Law to Open Kevarim of Yemenite Children Edges Closer to Legislation

YERUSHALAYIM -
View of the classified documents related to the Yemenite Children Affair, at the Israel State Archives offices in Yerushalayim. (Yonatan Sindel/Flash90)

A law that will allow families to have the kevarim of their loved ones opened in order to ascertain their identity, and to verify whether the person they believe to be interred in a kever is indeed buried there, was approved for its second and third Knesset reading Monday. The law was approved by a special Knesset committee on the issue of the fate of the children of Yemenite immigrants whom many parents believe may still be alive, despite being told that their children had died.

Under the law, families will be able to request that the Health Ministry approve their request for the opening of a kever, in order to take a sample of DNA from the person interred there. The family members will also be given a DNA test in order to determine if there is a match. According to the bill, a doctor must be present at the disinterment.

The law will apply to family members whose children had been taken to the hospital in the past for the treatment of various diseases and then died in the hospital without their remains being released to the family for burial. The law will apply mostly to families who immigrated from Yemen in the early days of the state, but will also apply to families from other Middle Eastern countries, as well as from Iran and several European countries, including the Balkan countries and Romania, all of whom have reported experiencing similar experiences.

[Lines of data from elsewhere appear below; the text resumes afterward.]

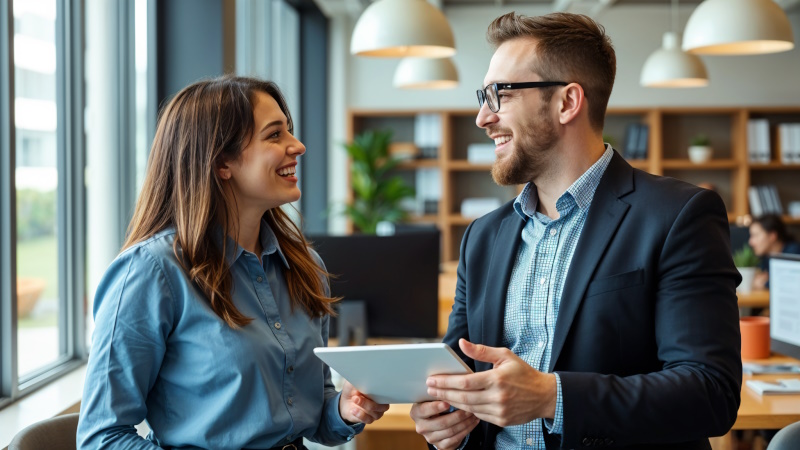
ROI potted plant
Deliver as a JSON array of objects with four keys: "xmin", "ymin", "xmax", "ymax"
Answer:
[
  {"xmin": 343, "ymin": 130, "xmax": 416, "ymax": 234},
  {"xmin": 688, "ymin": 134, "xmax": 713, "ymax": 163},
  {"xmin": 733, "ymin": 245, "xmax": 760, "ymax": 294}
]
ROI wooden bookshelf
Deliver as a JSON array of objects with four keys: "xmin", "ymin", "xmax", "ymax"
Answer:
[{"xmin": 348, "ymin": 107, "xmax": 800, "ymax": 263}]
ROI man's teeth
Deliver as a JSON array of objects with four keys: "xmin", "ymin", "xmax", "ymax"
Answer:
[
  {"xmin": 278, "ymin": 167, "xmax": 296, "ymax": 177},
  {"xmin": 494, "ymin": 136, "xmax": 511, "ymax": 146}
]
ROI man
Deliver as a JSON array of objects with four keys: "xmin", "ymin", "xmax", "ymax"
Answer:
[{"xmin": 410, "ymin": 12, "xmax": 742, "ymax": 450}]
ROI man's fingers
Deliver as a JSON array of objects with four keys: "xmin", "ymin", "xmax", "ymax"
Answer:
[
  {"xmin": 427, "ymin": 385, "xmax": 495, "ymax": 408},
  {"xmin": 427, "ymin": 371, "xmax": 490, "ymax": 390},
  {"xmin": 410, "ymin": 401, "xmax": 450, "ymax": 420},
  {"xmin": 459, "ymin": 338, "xmax": 509, "ymax": 365},
  {"xmin": 428, "ymin": 415, "xmax": 480, "ymax": 450}
]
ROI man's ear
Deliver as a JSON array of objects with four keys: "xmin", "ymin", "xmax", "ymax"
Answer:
[{"xmin": 557, "ymin": 83, "xmax": 585, "ymax": 126}]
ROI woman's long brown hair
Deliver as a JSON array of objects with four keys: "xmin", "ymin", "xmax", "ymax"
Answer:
[{"xmin": 124, "ymin": 75, "xmax": 337, "ymax": 327}]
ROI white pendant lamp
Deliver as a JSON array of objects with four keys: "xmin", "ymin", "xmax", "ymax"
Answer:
[
  {"xmin": 683, "ymin": 0, "xmax": 794, "ymax": 55},
  {"xmin": 641, "ymin": 0, "xmax": 708, "ymax": 88},
  {"xmin": 350, "ymin": 0, "xmax": 456, "ymax": 58},
  {"xmin": 641, "ymin": 32, "xmax": 709, "ymax": 87},
  {"xmin": 394, "ymin": 57, "xmax": 459, "ymax": 89}
]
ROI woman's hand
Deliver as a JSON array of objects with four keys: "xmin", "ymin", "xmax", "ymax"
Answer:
[{"xmin": 338, "ymin": 381, "xmax": 390, "ymax": 425}]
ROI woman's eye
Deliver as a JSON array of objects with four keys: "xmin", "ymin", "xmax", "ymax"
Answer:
[{"xmin": 268, "ymin": 131, "xmax": 281, "ymax": 139}]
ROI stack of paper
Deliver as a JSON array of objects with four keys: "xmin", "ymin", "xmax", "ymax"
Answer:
[{"xmin": 745, "ymin": 379, "xmax": 800, "ymax": 395}]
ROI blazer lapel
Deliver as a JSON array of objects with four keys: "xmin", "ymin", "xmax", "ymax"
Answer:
[
  {"xmin": 481, "ymin": 211, "xmax": 526, "ymax": 354},
  {"xmin": 549, "ymin": 152, "xmax": 634, "ymax": 372}
]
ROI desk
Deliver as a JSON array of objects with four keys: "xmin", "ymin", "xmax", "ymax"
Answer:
[
  {"xmin": 738, "ymin": 289, "xmax": 770, "ymax": 309},
  {"xmin": 733, "ymin": 355, "xmax": 800, "ymax": 430}
]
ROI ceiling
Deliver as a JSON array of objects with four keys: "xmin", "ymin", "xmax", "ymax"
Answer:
[
  {"xmin": 315, "ymin": 0, "xmax": 799, "ymax": 19},
  {"xmin": 442, "ymin": 0, "xmax": 703, "ymax": 4}
]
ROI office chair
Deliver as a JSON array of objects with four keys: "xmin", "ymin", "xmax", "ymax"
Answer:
[
  {"xmin": 767, "ymin": 420, "xmax": 800, "ymax": 450},
  {"xmin": 8, "ymin": 412, "xmax": 79, "ymax": 450}
]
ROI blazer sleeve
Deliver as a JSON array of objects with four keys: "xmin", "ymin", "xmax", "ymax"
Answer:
[{"xmin": 556, "ymin": 189, "xmax": 742, "ymax": 448}]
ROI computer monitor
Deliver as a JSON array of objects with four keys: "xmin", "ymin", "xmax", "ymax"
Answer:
[
  {"xmin": 729, "ymin": 225, "xmax": 750, "ymax": 254},
  {"xmin": 769, "ymin": 253, "xmax": 800, "ymax": 360},
  {"xmin": 308, "ymin": 230, "xmax": 440, "ymax": 342}
]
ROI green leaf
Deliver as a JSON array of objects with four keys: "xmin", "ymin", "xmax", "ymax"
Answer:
[{"xmin": 340, "ymin": 129, "xmax": 416, "ymax": 234}]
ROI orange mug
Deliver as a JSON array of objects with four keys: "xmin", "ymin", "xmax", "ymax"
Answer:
[{"xmin": 740, "ymin": 316, "xmax": 771, "ymax": 360}]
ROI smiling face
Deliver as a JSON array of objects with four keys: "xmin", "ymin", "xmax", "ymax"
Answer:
[
  {"xmin": 476, "ymin": 38, "xmax": 561, "ymax": 186},
  {"xmin": 222, "ymin": 91, "xmax": 306, "ymax": 214}
]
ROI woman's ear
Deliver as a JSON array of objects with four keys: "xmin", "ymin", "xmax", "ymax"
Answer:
[{"xmin": 216, "ymin": 162, "xmax": 232, "ymax": 181}]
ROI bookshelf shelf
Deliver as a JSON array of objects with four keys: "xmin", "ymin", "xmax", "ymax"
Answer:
[
  {"xmin": 448, "ymin": 161, "xmax": 493, "ymax": 171},
  {"xmin": 395, "ymin": 159, "xmax": 440, "ymax": 170},
  {"xmin": 447, "ymin": 215, "xmax": 476, "ymax": 226},
  {"xmin": 748, "ymin": 163, "xmax": 800, "ymax": 170},
  {"xmin": 784, "ymin": 217, "xmax": 800, "ymax": 225},
  {"xmin": 661, "ymin": 159, "xmax": 739, "ymax": 170},
  {"xmin": 406, "ymin": 214, "xmax": 439, "ymax": 223},
  {"xmin": 348, "ymin": 107, "xmax": 800, "ymax": 262}
]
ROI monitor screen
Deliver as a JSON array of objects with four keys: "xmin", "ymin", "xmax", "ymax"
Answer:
[
  {"xmin": 308, "ymin": 231, "xmax": 440, "ymax": 340},
  {"xmin": 769, "ymin": 254, "xmax": 800, "ymax": 360}
]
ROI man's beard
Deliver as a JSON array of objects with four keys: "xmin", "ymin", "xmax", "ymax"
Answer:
[{"xmin": 491, "ymin": 105, "xmax": 559, "ymax": 186}]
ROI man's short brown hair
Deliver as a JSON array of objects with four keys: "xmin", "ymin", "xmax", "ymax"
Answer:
[{"xmin": 487, "ymin": 12, "xmax": 616, "ymax": 132}]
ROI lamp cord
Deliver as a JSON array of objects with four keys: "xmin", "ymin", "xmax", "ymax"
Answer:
[{"xmin": 672, "ymin": 0, "xmax": 679, "ymax": 34}]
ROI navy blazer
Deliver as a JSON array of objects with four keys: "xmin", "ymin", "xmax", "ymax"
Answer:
[{"xmin": 442, "ymin": 152, "xmax": 742, "ymax": 450}]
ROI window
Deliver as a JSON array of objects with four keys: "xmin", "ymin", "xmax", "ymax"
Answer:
[{"xmin": 1, "ymin": 0, "xmax": 149, "ymax": 407}]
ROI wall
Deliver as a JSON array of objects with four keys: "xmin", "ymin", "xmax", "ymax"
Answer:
[{"xmin": 326, "ymin": 4, "xmax": 800, "ymax": 232}]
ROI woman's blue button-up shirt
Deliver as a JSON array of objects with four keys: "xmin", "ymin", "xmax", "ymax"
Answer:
[{"xmin": 77, "ymin": 222, "xmax": 362, "ymax": 449}]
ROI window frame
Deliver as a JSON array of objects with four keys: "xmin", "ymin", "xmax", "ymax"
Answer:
[{"xmin": 1, "ymin": 0, "xmax": 86, "ymax": 408}]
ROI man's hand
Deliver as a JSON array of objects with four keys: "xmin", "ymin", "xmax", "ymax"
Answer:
[
  {"xmin": 339, "ymin": 381, "xmax": 390, "ymax": 425},
  {"xmin": 425, "ymin": 339, "xmax": 557, "ymax": 427},
  {"xmin": 410, "ymin": 400, "xmax": 479, "ymax": 450}
]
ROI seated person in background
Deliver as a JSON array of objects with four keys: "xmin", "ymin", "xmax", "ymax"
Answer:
[
  {"xmin": 749, "ymin": 214, "xmax": 800, "ymax": 289},
  {"xmin": 77, "ymin": 75, "xmax": 388, "ymax": 450}
]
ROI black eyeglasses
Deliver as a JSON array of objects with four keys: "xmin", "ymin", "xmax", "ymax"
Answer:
[{"xmin": 477, "ymin": 81, "xmax": 568, "ymax": 113}]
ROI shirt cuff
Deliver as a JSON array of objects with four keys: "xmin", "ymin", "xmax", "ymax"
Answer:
[
  {"xmin": 328, "ymin": 392, "xmax": 365, "ymax": 440},
  {"xmin": 543, "ymin": 372, "xmax": 564, "ymax": 435}
]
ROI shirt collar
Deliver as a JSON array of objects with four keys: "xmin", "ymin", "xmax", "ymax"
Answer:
[
  {"xmin": 513, "ymin": 144, "xmax": 614, "ymax": 220},
  {"xmin": 220, "ymin": 219, "xmax": 291, "ymax": 269}
]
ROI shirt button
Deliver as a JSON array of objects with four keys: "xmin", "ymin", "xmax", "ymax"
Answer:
[
  {"xmin": 288, "ymin": 365, "xmax": 294, "ymax": 373},
  {"xmin": 287, "ymin": 397, "xmax": 293, "ymax": 405},
  {"xmin": 539, "ymin": 277, "xmax": 546, "ymax": 285},
  {"xmin": 538, "ymin": 341, "xmax": 544, "ymax": 348},
  {"xmin": 550, "ymin": 228, "xmax": 557, "ymax": 236},
  {"xmin": 274, "ymin": 322, "xmax": 282, "ymax": 329},
  {"xmin": 526, "ymin": 437, "xmax": 533, "ymax": 445},
  {"xmin": 256, "ymin": 276, "xmax": 263, "ymax": 283}
]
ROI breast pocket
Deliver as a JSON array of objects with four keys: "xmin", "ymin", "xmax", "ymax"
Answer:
[{"xmin": 585, "ymin": 268, "xmax": 645, "ymax": 298}]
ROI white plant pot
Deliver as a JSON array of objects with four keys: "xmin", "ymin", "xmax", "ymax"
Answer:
[
  {"xmin": 688, "ymin": 145, "xmax": 713, "ymax": 163},
  {"xmin": 737, "ymin": 267, "xmax": 756, "ymax": 294}
]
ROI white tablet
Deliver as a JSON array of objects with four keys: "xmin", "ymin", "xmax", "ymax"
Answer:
[{"xmin": 314, "ymin": 343, "xmax": 473, "ymax": 404}]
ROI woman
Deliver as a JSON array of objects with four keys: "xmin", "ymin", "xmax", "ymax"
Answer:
[
  {"xmin": 749, "ymin": 214, "xmax": 800, "ymax": 290},
  {"xmin": 77, "ymin": 75, "xmax": 388, "ymax": 449}
]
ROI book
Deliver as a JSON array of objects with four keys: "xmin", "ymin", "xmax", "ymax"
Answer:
[
  {"xmin": 635, "ymin": 124, "xmax": 649, "ymax": 159},
  {"xmin": 623, "ymin": 124, "xmax": 640, "ymax": 159},
  {"xmin": 749, "ymin": 186, "xmax": 763, "ymax": 217},
  {"xmin": 743, "ymin": 363, "xmax": 800, "ymax": 375},
  {"xmin": 745, "ymin": 379, "xmax": 800, "ymax": 395}
]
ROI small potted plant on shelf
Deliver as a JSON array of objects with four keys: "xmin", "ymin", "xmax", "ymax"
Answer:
[
  {"xmin": 688, "ymin": 134, "xmax": 713, "ymax": 163},
  {"xmin": 342, "ymin": 130, "xmax": 416, "ymax": 234},
  {"xmin": 733, "ymin": 245, "xmax": 760, "ymax": 295}
]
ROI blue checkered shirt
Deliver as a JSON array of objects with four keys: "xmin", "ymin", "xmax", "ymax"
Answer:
[{"xmin": 495, "ymin": 146, "xmax": 613, "ymax": 449}]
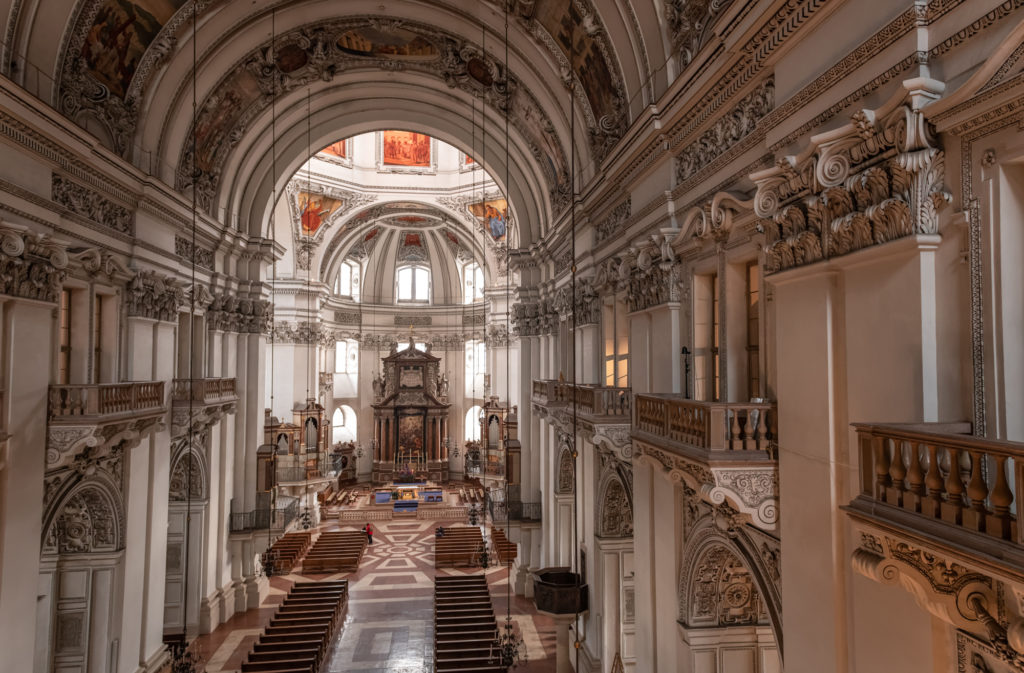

The scandal of the missing Yemenite children goes back to the early days of the state. In hundreds and even thousands of documented cases, Yemenite women who had given birth in state hospitals were told that their children had died in childbirth. The bodies were never recovered, however, leading many people to suspect that their babies had not died, but had been kidnapped. Some parents claimed that they attempted to disinter the remains of their children to have them reburied at family plots, but were either told that the location of the graves had been “lost,” or that their child had been buried in a mass grave and that it would be impossible to track down their child’s remains.

Governments throughout the years have either ignored or denied the allegations, claiming that the children died because of polio and other childhood diseases rife during the 1950s. At least four investigative committees have discussed the matter, but all ended their work without drawing specific conclusions.

MK Nurit Koren (Likud), who sponsored the bill and is chairperson of the committee, said that “Knesset committees that have investigated the matter in the past have come to the conclusion that most of the missing children died,” Koren said in a codicil to the bill. “In several instances, families have narrowed down what they believe to be the burial place of their loved ones, even though they had not seen the remains or been present at the funeral. This law will help them ascertain the truth.”

In December 2016, the state opened secret protocols on cases of missing Yemenite children, with testimonies before various Knesset committees on hundreds of children who went missing in the early days of the state. Some of those testimonies contain lurid descriptions of medical experiments and forced kidnappings. According to various conspiracy theories over the years, the missing Yemenite children – an exact number has never been determined, but previous investigations have uncovered at least 1,060 cases, with as many as 3,430 files said to exist – were either given over for adoption to Ashkenazi families who could not have their own children, experimented on at hospitals, or even shipped to the United States for use as subjects in tests that measured the effects of radiation.